Le sort du Brexit va se jouer cette semaine, avec d'ultimes et laborieuses tractations entre le Royaume-Uni et l'Union européenne pour tenter de parvenir à un accord de divorce, à 17 jours de la sortie prévue du bloc européen.
Le Premier ministre britannique Boris Johnson mettra l'accent sur sa volonté de réaliser le Brexit le 31 octobre en présentant lundi son programme de politique nationale lors du traditionnel discours de la reine Elizabeth II, qui marque l'ouverture d'une nouvelle session parlementaire.
Mais Londres et l'UE se sont montrés prudents dimanche sur leurs chances de divorcer à l'amiable, des négociations intensives à Bruxelles durant le week-end n'ayant pas permis d'enregistrer de percée sur la question clé de la frontière irlandaise après le Brexit.
«Il reste beaucoup de travail à faire» pour sortir de l'impasse, a estimé dimanche Michel Barnier, négociateur de l'UE sur le Brexit.
Constat identique chez Boris Johnson. Il a estimé qu'un accord de Brexit était toujours possible - un scénario qui a sa préférence même s'il est prêt à sortir son pays de l'UE sans accord -, mais qu'il restait toujours «un travail considérable à accomplir pour y parvenir».
«L'horloge tourne»
Un diplomate européen a confirmé à l'AFP qu'il n'y avait «pas encore de percée», suggérant que Londres devrait lâcher du lest: «si le gouvernement britannique veut une solution, il doit agir vite.
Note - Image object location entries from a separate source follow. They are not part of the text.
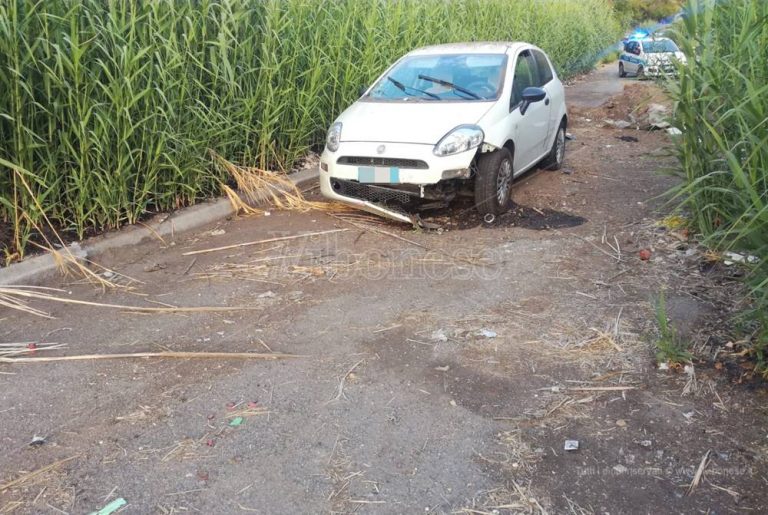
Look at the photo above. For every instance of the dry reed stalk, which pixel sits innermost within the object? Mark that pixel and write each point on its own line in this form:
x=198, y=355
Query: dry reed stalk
x=31, y=475
x=177, y=355
x=259, y=242
x=257, y=185
x=9, y=298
L'horloge tourne».
Des discussions techniques se poursuivront lundi, mais il reste très peu de temps aux deux camps pour réussir.
Les dirigeants européens se réuniront jeudi et vendredi pour un sommet à Bruxelles, présenté comme celui de la dernière chance pour éviter une sortie de l'UE sans accord aux conséquences douloureuses, ou un troisième report prolongeant l'incertitude sur le chemin que prendra le Royaume-Uni après 46 ans dans le giron européen.
Dans l'idéal, les 27 voudraient avoir une proposition complète sur laquelle voter d'ici là.
Londres et Bruxelles ne parviennent pas à s'entendre sur la manière d'éviter, après le Brexit, un retour à une frontière physique entre la province britannique d'Irlande du Nord et la République d'Irlande, qui restera membre de l'UE, et d'ainsi préserver la paix sur l'île, qui a connu plusieurs décennies de violences.
Depuis que son plan de Brexit présenté début octobre a été rejeté par les Européens, Boris Johnson a présenté de nouvelles propositions à son homologue irlandais Leo Varadkar jeudi.
Mais peu de détails ont filtré sur la manière concrète dont Londres et Bruxelles comptaient surmonter les points de désaccord persistants, notamment sur la manière d'éviter la mise en place de contrôles douaniers et le droit de regard donné aux autorités nord-irlandaises dans le mécanisme.
Selon des informations de presse, Londres a proposé que l'Irlande du Nord forme une union douanière avec la Grande-Bretagne tout en appartenant à une sorte de zone douanière avec l'UE. Inacceptable pour l'UE comme pour l'allié nord-irlandais du gouvernement minoritaire britannique, le parti unioniste DUP.
Convaincre le Parlement
S'il parvient à conclure un accord, Boris Johnson aura encore la lourde tâche de convaincre le Parlement, très divisé sur le Brexit, entre partisans du maintien de liens étroits avec l'UE et zélateurs d'une coupure nette.
Les députés, qui avaient rejeté trois fois l'accord négocié par l'ex-Première ministre Theresa May, siégeront lors d'une séance extraordinaire le 19 octobre, potentiellement décisive pour le Brexit, pour la première fois un samedi depuis la guerre des Malouines en 1982.
«Comparé au Parlement britannique, un sphinx égyptien est un livre ouvert», a commenté le président sortant de la Commission européenne, Jean-Claude Juncker.
Faute d'accord d'ici samedi, une loi adoptée en septembre impose à Boris Johnson de demander un report de trois mois. Le dirigeant l'exclut catégoriquement, après déjà deux reports du Brexit depuis qu'il a été voté par référendum en juin 2016. Il n'a cependant jamais dit comment il pourrait s'y soustraire.
Cette demande de report devra être approuvée à l'unanimité des autres Etats membres, une requête qu'il serait judicieux d'accepter si elle était soumise, a estime M. Juncker.
La profondeur de la crise politique est telle au Royaume-Uni que des élections générales anticipes apparaissent inéluctables dans les prochains mois.